15 de noviembre de 2007

India. Taj Mahal

No fue fácil llegar desde Delhi a Agra, ciudad que pisa el Taj Mahal. Decidí coger un autobús que te lleva desde Delhi por la mañana, te pasea por algunos templos, por supuesto el Taj Mahal, y después te deja de nuevo en Delhi. 5 horas de viaje de ida y otras 5 de vuelta. Parece cómodo y sencillo, ¿no?

280 rupias por el tema(algo mas de 5 euros, carillo).
6:30 Estoy en el sitio acordado el día anterior con la agencia que me despachó el billete, pero en dicha agencia sólo hay un individuo durmiendo en mitad del suelo (!?#). Moví un poco ese bulto humano con el pie y se despertó, gritándome algo que no entendí.

Aquí los autobuses no tienen numero ni horario, todo funciona hablando con la persona adecuada, que te dirá donde debes ir, donde debes montar y quien te esperara en el lugar del destino. Todo suena tremendamente mafioso. En cualquier caso pocos minutos después apareció un hombre. "Sígueme", dijo.
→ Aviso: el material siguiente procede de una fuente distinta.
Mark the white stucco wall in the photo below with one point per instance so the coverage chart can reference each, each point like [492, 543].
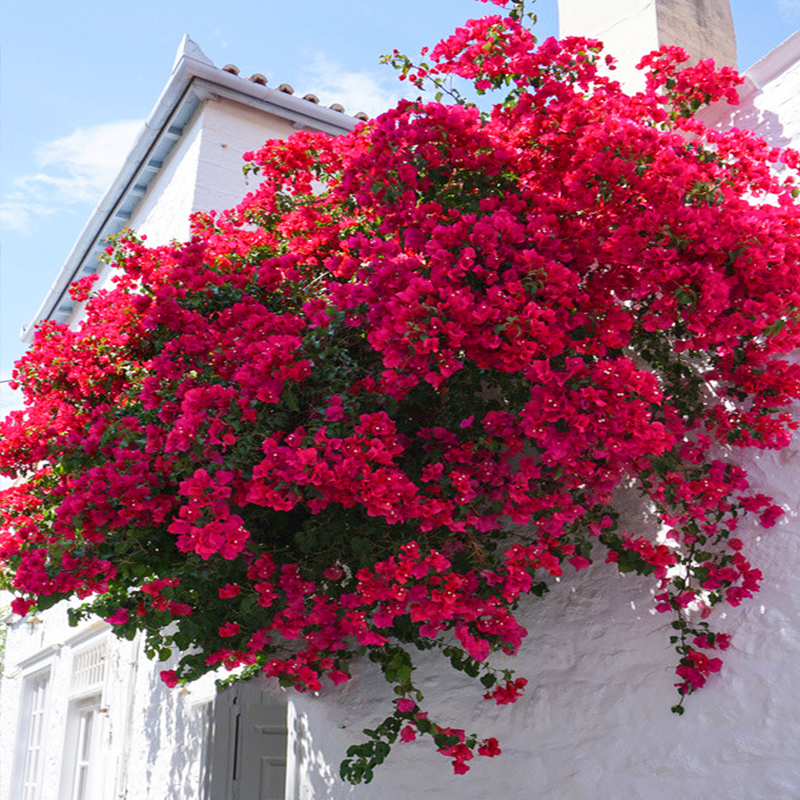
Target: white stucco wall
[204, 171]
[631, 28]
[595, 721]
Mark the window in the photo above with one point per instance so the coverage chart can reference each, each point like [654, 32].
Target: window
[83, 770]
[30, 753]
[83, 731]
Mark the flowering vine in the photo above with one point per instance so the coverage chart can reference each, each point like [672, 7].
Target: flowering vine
[396, 389]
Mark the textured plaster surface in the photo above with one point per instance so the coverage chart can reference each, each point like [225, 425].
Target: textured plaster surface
[631, 28]
[595, 720]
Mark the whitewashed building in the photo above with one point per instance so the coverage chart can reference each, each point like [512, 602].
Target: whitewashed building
[85, 717]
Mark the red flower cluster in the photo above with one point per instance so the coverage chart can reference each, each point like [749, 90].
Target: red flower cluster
[397, 387]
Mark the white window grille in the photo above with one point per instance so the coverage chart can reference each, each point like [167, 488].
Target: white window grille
[89, 668]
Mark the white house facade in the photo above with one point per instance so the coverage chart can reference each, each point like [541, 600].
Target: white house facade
[85, 717]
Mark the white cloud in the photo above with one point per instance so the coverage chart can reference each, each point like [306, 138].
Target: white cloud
[75, 169]
[356, 91]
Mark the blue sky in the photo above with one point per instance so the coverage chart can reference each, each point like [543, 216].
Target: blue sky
[78, 79]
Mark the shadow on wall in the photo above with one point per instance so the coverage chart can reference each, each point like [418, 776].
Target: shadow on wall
[176, 733]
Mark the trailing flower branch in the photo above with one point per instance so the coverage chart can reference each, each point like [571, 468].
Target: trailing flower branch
[397, 388]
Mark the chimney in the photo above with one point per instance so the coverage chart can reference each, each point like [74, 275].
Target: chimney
[631, 28]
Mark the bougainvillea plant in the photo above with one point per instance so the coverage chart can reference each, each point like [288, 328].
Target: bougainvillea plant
[398, 388]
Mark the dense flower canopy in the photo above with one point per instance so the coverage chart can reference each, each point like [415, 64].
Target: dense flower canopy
[398, 387]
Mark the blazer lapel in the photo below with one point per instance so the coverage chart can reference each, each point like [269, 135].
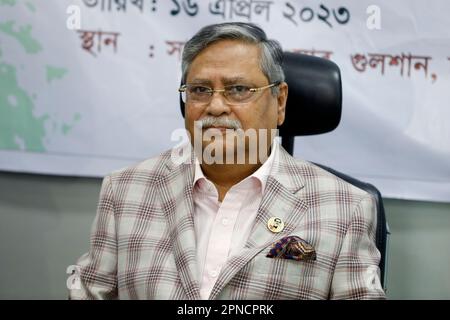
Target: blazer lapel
[281, 200]
[177, 203]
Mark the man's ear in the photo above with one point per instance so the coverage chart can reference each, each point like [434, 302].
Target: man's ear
[281, 100]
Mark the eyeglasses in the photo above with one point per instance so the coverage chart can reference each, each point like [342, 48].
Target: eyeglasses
[234, 94]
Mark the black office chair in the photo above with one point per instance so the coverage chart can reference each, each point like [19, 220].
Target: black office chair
[314, 106]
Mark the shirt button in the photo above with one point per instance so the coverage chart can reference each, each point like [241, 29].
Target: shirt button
[213, 273]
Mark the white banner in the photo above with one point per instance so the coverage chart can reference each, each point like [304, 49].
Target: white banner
[90, 86]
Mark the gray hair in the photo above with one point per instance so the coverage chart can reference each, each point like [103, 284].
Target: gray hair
[271, 52]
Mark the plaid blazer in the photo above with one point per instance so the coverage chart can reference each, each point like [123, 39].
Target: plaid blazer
[143, 242]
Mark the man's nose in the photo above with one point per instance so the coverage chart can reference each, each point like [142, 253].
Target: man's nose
[218, 105]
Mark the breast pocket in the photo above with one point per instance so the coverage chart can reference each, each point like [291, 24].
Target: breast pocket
[264, 265]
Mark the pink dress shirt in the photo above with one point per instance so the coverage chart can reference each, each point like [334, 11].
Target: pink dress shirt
[222, 228]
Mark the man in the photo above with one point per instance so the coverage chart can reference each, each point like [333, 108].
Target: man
[260, 225]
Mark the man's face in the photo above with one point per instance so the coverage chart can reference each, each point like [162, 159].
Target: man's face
[232, 62]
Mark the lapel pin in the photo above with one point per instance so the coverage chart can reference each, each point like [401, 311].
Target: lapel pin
[275, 225]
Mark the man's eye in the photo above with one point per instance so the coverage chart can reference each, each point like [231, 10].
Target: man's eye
[199, 90]
[238, 89]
En el autobús viajan solo indios, exceptuando dos chicas inglesas, que se quedaran por el camino, una australiana que viaja con su hijo (después hablare de ella), y yo. También había algunos pasajeros de Bangladesh. El viaje se hace eterno, pero en un momento dado ocurre algo extraordinario: el guía se acerca a nosotros y dice que nos bajemos y sigamos a otro individuo. Una vez en tierra, la australiana, su hijo y yo, nos vemos subidos en un rickshaw con un desconocido que no sabemos donde nos lleva. Stop, ¿dónde vamos? Explicaciones dudosas y no claras recibimos. Ok, stop, déjate de cuentos. Queremos volver al autobús YA.

Una vez encontrado el autobús, que no fue fácil, hablamos con otro nuevo guia que descansa en el interior para que nos aclare que pasa. Un momento... si tuúeres el guía, ¿quién era la otra persona que nos mandó bajar del autobús antes? "Ah, no, no, ese era un farsante..." ¡Cómo que un farsante! ¿¿¿Cómo es posible un guía falso dentro de tu propio autobús??? Esto es increíble, INCREDIBLE, yo no salgo de mi asombro.
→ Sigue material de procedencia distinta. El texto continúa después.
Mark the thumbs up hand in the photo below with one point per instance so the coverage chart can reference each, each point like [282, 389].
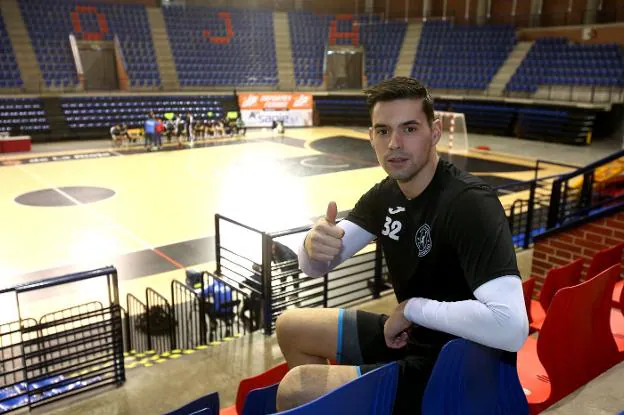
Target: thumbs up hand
[324, 241]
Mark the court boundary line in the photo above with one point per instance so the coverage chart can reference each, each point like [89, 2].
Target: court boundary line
[98, 215]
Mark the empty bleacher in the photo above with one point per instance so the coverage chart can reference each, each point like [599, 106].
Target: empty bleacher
[104, 111]
[22, 116]
[382, 42]
[556, 61]
[216, 47]
[309, 33]
[9, 71]
[50, 22]
[461, 57]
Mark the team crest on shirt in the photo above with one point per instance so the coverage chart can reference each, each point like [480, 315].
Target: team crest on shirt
[423, 240]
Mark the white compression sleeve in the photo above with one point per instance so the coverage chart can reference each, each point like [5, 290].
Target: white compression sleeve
[354, 239]
[497, 318]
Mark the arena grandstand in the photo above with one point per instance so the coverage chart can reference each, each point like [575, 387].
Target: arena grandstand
[194, 137]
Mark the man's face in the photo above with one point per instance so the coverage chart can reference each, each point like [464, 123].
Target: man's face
[402, 138]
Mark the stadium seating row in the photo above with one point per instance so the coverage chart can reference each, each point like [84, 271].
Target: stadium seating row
[99, 111]
[554, 61]
[50, 23]
[9, 72]
[22, 115]
[245, 59]
[237, 47]
[478, 51]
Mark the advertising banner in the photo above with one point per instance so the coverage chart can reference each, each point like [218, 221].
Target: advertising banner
[261, 109]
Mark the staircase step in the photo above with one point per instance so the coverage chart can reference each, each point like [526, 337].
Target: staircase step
[283, 49]
[164, 57]
[408, 50]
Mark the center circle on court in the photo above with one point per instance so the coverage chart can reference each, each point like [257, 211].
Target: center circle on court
[64, 196]
[325, 163]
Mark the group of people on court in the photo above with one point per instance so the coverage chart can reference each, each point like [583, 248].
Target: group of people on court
[450, 258]
[183, 128]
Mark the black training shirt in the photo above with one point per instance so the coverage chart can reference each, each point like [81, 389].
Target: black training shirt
[443, 244]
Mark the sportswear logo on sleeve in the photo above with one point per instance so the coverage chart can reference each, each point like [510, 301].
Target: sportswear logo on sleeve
[423, 240]
[396, 210]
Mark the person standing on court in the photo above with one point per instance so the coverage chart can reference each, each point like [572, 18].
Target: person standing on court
[150, 130]
[450, 259]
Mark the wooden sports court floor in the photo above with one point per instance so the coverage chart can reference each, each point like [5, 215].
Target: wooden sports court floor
[71, 207]
[151, 214]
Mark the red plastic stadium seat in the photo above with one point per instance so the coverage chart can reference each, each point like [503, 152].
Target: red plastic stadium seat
[617, 322]
[270, 377]
[617, 294]
[605, 259]
[556, 279]
[574, 345]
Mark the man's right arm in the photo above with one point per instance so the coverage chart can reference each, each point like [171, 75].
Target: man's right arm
[355, 238]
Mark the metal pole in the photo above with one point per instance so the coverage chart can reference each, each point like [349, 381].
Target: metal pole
[529, 224]
[267, 248]
[217, 245]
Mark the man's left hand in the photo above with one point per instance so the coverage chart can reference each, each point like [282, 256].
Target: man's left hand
[396, 327]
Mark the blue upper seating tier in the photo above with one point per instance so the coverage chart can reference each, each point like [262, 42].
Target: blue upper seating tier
[9, 72]
[556, 61]
[461, 57]
[206, 53]
[310, 35]
[50, 23]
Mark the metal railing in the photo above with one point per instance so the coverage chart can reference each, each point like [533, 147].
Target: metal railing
[580, 194]
[66, 352]
[276, 284]
[556, 200]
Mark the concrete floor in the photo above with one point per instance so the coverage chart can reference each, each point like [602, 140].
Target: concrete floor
[165, 387]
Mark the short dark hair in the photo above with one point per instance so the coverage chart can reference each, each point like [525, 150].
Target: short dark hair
[400, 87]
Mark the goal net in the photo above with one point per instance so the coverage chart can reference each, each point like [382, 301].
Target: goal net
[454, 138]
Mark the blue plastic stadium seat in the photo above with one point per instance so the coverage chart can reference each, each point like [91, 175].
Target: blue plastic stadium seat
[261, 401]
[554, 61]
[206, 405]
[49, 29]
[202, 62]
[462, 57]
[471, 379]
[372, 393]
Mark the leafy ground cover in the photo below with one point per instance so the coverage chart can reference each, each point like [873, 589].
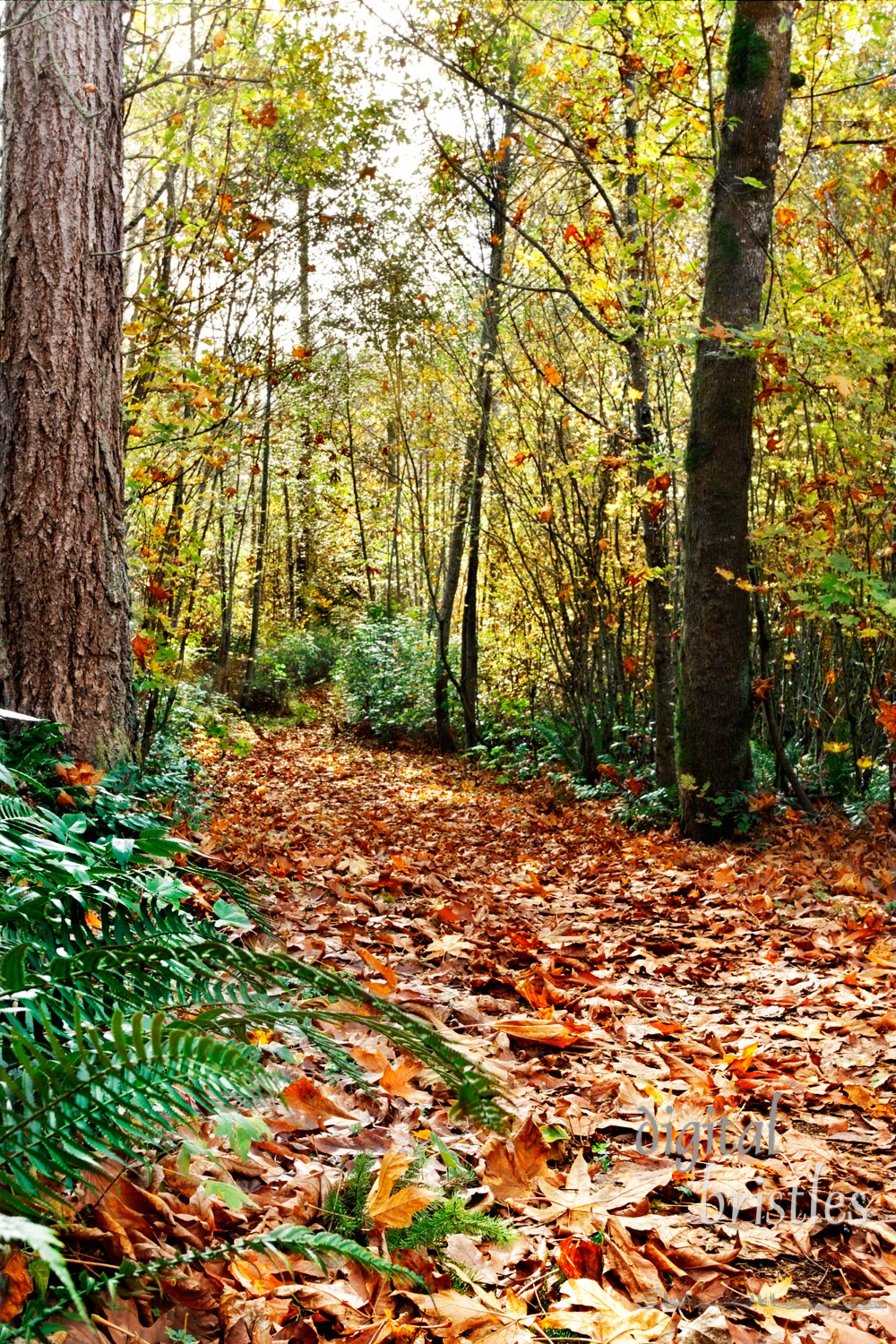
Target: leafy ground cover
[599, 975]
Durante el largo día, el autobús cambio de guía tres veces, siendo el más curioso de todos ellos el último, un tiarrón enorme de mucho cuidado con pintas de enterrador, que hablaba a través de un micrófono de muy mala calidad con sonido totalmente distorsionado, en indi. Puedo catalogar la escena de absurdo máximo.
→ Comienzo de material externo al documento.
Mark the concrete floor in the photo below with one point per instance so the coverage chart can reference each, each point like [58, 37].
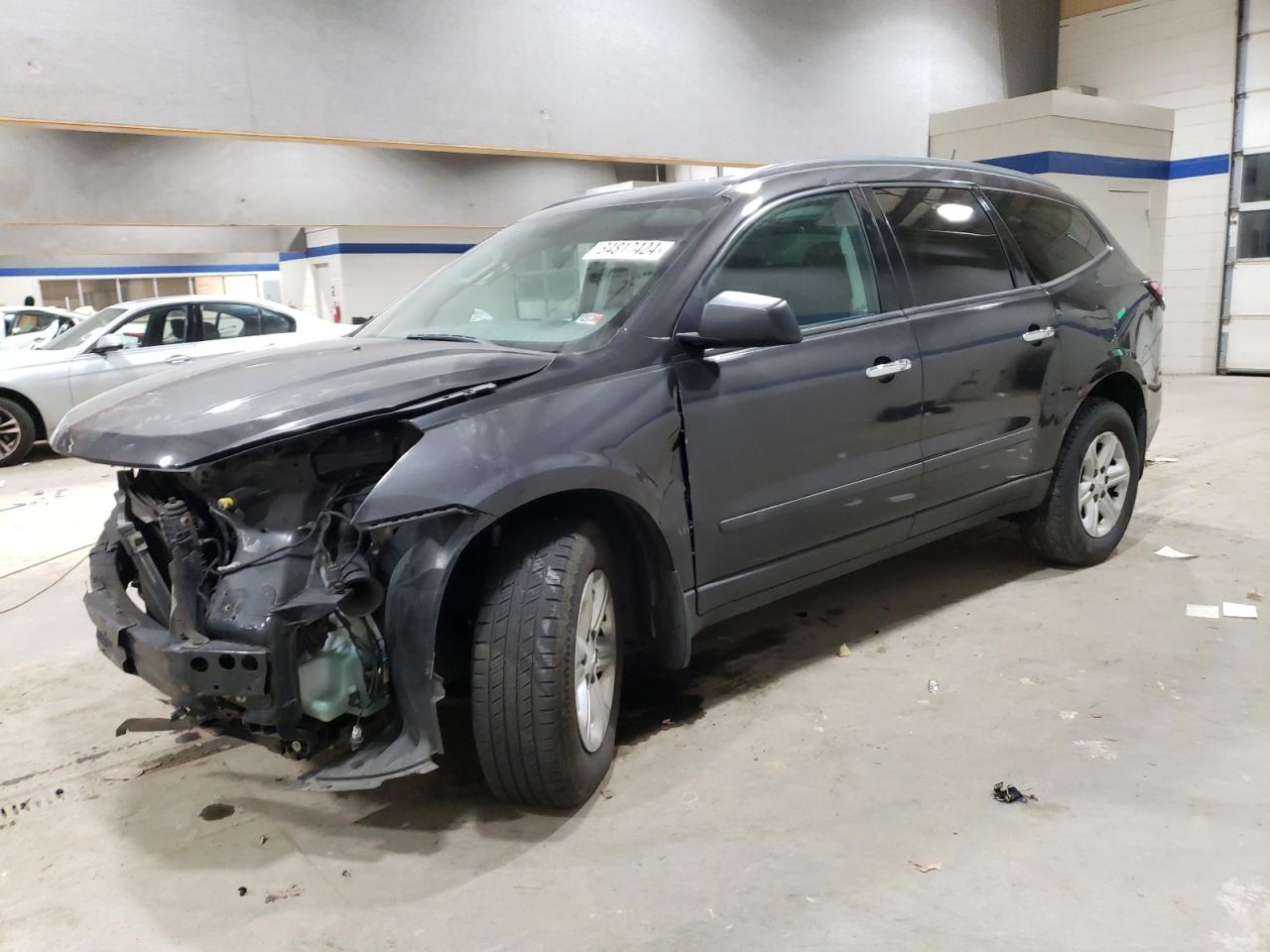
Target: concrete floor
[776, 797]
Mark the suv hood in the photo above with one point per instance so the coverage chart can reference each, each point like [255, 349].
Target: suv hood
[221, 407]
La australiana y yo no paramos de quedarnos con los ojos abiertos después de estar todo el día para llegar al Taj Mahal, superando jaleos, desordenes y gente pesada, en Agra son realmente pesados. Todo el día significa desde las 6:30 hasta las 3:30 del día siguiente, unas cuantas horas excediendo el horario previsto, pero el concepto de horario en India no existe.

Aquí una foto de acosadores vendedores en acción al ver una rendija de una ventanilla abierta. Imagínese el ataque al salir del autobús. Acabé bastante harto de tanto pesado y timador cuando me mandaban de un sitio para otro en la entrada e incluso tuve que dejar mi preciada mochila fuera. Al final uno acaba dudando de cualquiera que le pide dinero, por ejemplo un individuo que pasa por el interior de un autobús cobrando el ticket: ¿es el revisor de verdad o es un cualquiera? Es uno de estos momento en los que India te parece una basura y odias India y a sus mil millones de indios. Decidí cerrar el monedero y no abrirlo bajo ningún concepto, hasta aquí hemos llegado. Así, no pagué un minibús que te llevaba a la puerta del Taj Mahal, ni al señor que guardaba los zapatos (hay que entrar descalzo), ni incluso a la consigna donde dejé mi mochila. Y no es por las cantidades, que son irrisorias.

Finalmente el Taj Mahal. Sin comentarios, simplemente sobrenatural.


La primera impresión al verlo desde lo lejos es que no parece una cosa material, como si estuviera pintado en el horizonte. Después uno comprueba que es real, un mazacote de mármol, mármol por todos lados. El interior es pequeño y oscuro. Muchos dicen que es el edifico mas bello del mundo, aunque para mi gusto la catedral de Burgos tiene maá miga lo mires por donde lo mires.